Export MSE loss between fp32 and quantized output activations for each layer. :type sim:
QuantizationSimModel
:param sim: Quantsim model. :type results_dir:str
:param results_dir: Directory to save the results. :return layer wise MSE loss. dict[layer_name] = MSE loss.- Return type
Dict
Code Examples
Required imports
from typing import Any
import torch
from torchvision import models
from aimet_common.defs import QuantScheme
from aimet_torch.model_preparer import prepare_model
from aimet_torch.quant_analyzer import QuantAnalyzer, CallbackFunc
Prepare forward pass callback
# NOTE: In the actual use cases, the users should implement this part to serve
# their own goals if necessary.
def forward_pass_callback(model: torch.nn.Module, _: Any = None) -> None:
"""
NOTE: This is intended to be the user-defined model calibration function.
AIMET requires the above signature.
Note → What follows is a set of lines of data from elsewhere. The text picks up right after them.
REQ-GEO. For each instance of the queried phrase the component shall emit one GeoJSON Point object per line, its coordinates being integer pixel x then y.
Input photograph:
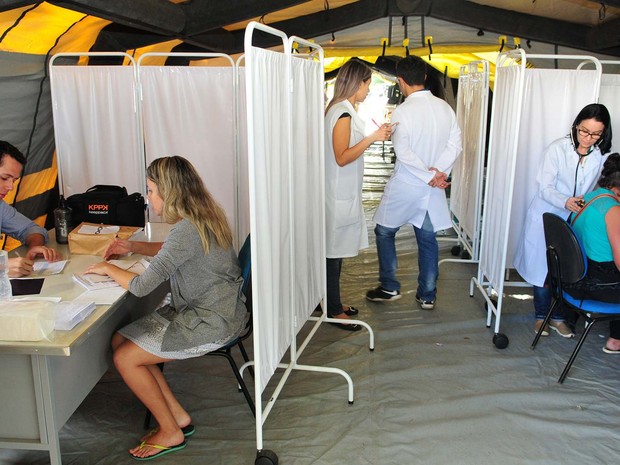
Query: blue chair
{"type": "Point", "coordinates": [246, 273]}
{"type": "Point", "coordinates": [568, 265]}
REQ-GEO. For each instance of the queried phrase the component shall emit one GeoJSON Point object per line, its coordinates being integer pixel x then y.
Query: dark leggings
{"type": "Point", "coordinates": [334, 306]}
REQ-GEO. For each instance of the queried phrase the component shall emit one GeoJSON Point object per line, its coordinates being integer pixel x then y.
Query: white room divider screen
{"type": "Point", "coordinates": [531, 108]}
{"type": "Point", "coordinates": [610, 97]}
{"type": "Point", "coordinates": [96, 125]}
{"type": "Point", "coordinates": [468, 171]}
{"type": "Point", "coordinates": [191, 111]}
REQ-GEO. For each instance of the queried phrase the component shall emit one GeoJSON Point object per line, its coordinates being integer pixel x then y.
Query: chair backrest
{"type": "Point", "coordinates": [566, 258]}
{"type": "Point", "coordinates": [245, 262]}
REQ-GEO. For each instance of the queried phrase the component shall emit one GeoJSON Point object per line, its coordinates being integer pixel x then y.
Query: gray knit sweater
{"type": "Point", "coordinates": [206, 303]}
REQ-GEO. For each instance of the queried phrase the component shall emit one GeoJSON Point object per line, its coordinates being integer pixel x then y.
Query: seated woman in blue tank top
{"type": "Point", "coordinates": [598, 228]}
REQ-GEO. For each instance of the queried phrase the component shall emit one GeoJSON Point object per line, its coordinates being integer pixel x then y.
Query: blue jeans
{"type": "Point", "coordinates": [428, 258]}
{"type": "Point", "coordinates": [542, 303]}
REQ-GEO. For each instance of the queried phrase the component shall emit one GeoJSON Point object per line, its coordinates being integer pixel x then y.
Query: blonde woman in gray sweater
{"type": "Point", "coordinates": [206, 309]}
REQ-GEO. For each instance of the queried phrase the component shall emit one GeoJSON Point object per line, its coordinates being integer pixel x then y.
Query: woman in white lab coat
{"type": "Point", "coordinates": [345, 144]}
{"type": "Point", "coordinates": [570, 167]}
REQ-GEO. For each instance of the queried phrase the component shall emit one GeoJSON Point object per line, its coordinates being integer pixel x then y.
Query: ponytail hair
{"type": "Point", "coordinates": [610, 176]}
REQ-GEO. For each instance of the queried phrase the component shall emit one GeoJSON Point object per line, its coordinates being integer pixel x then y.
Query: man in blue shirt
{"type": "Point", "coordinates": [14, 223]}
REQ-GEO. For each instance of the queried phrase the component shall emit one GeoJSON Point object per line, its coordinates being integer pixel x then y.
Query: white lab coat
{"type": "Point", "coordinates": [427, 136]}
{"type": "Point", "coordinates": [556, 182]}
{"type": "Point", "coordinates": [345, 223]}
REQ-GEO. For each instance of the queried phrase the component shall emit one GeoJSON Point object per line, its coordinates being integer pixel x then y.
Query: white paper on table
{"type": "Point", "coordinates": [93, 281]}
{"type": "Point", "coordinates": [101, 296]}
{"type": "Point", "coordinates": [45, 268]}
{"type": "Point", "coordinates": [70, 313]}
{"type": "Point", "coordinates": [138, 266]}
{"type": "Point", "coordinates": [89, 229]}
{"type": "Point", "coordinates": [36, 298]}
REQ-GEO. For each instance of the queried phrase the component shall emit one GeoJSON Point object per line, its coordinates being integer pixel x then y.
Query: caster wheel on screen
{"type": "Point", "coordinates": [266, 457]}
{"type": "Point", "coordinates": [500, 341]}
{"type": "Point", "coordinates": [493, 301]}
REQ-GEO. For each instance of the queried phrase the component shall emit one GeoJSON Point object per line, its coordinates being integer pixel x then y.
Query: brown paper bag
{"type": "Point", "coordinates": [96, 244]}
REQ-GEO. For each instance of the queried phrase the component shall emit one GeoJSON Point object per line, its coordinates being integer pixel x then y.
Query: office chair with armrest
{"type": "Point", "coordinates": [567, 265]}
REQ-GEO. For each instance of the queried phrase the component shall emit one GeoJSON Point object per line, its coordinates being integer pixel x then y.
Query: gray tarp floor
{"type": "Point", "coordinates": [434, 391]}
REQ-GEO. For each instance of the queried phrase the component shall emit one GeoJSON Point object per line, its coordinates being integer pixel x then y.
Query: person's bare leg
{"type": "Point", "coordinates": [133, 363]}
{"type": "Point", "coordinates": [182, 417]}
{"type": "Point", "coordinates": [180, 414]}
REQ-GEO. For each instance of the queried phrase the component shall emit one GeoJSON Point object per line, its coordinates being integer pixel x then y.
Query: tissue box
{"type": "Point", "coordinates": [26, 321]}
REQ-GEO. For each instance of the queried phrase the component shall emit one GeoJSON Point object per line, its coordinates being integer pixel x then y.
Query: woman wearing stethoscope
{"type": "Point", "coordinates": [571, 166]}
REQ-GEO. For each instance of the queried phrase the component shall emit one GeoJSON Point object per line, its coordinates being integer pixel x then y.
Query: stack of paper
{"type": "Point", "coordinates": [94, 282]}
{"type": "Point", "coordinates": [69, 314]}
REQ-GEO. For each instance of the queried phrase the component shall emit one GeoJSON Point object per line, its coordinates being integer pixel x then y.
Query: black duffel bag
{"type": "Point", "coordinates": [107, 205]}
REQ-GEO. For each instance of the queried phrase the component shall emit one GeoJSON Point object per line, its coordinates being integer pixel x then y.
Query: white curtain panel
{"type": "Point", "coordinates": [308, 189]}
{"type": "Point", "coordinates": [551, 101]}
{"type": "Point", "coordinates": [466, 173]}
{"type": "Point", "coordinates": [189, 111]}
{"type": "Point", "coordinates": [270, 202]}
{"type": "Point", "coordinates": [610, 97]}
{"type": "Point", "coordinates": [96, 127]}
{"type": "Point", "coordinates": [500, 167]}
So if the user's calibration function does not
match this signature, please create a simple wrapper around this callback function.
A callback function for model calibration that simply runs forward passes on the model to
compute encoding (delta/offset). This callback function should use representative data and should
be subset of entire train/validation dataset (~1000 images/samples).
:param model: PyTorch model.
:param _: Argument(s) of this callback function. Up to the user to determine the type of this parameter.
E.g. could be simply an integer representing the number of data samples to use. Or could be a tuple of
parameters or an object representing something more complex.
"""
# User action required
# User should create data loader/iterable using representative dataset and simply run
# forward passes on the model.
Prepare eval callback
# NOTE: In the actual use cases, the users should implement this part to serve
# their own goals if necessary.
def eval_callback(model: torch.nn.Module, _: Any = None) -> float:
"""
NOTE: This is intended to be the user-defined model evaluation function.
AIMET requires the above signature. So if the user's calibration function does not
match this signature, please create a simple wrapper around this callback function.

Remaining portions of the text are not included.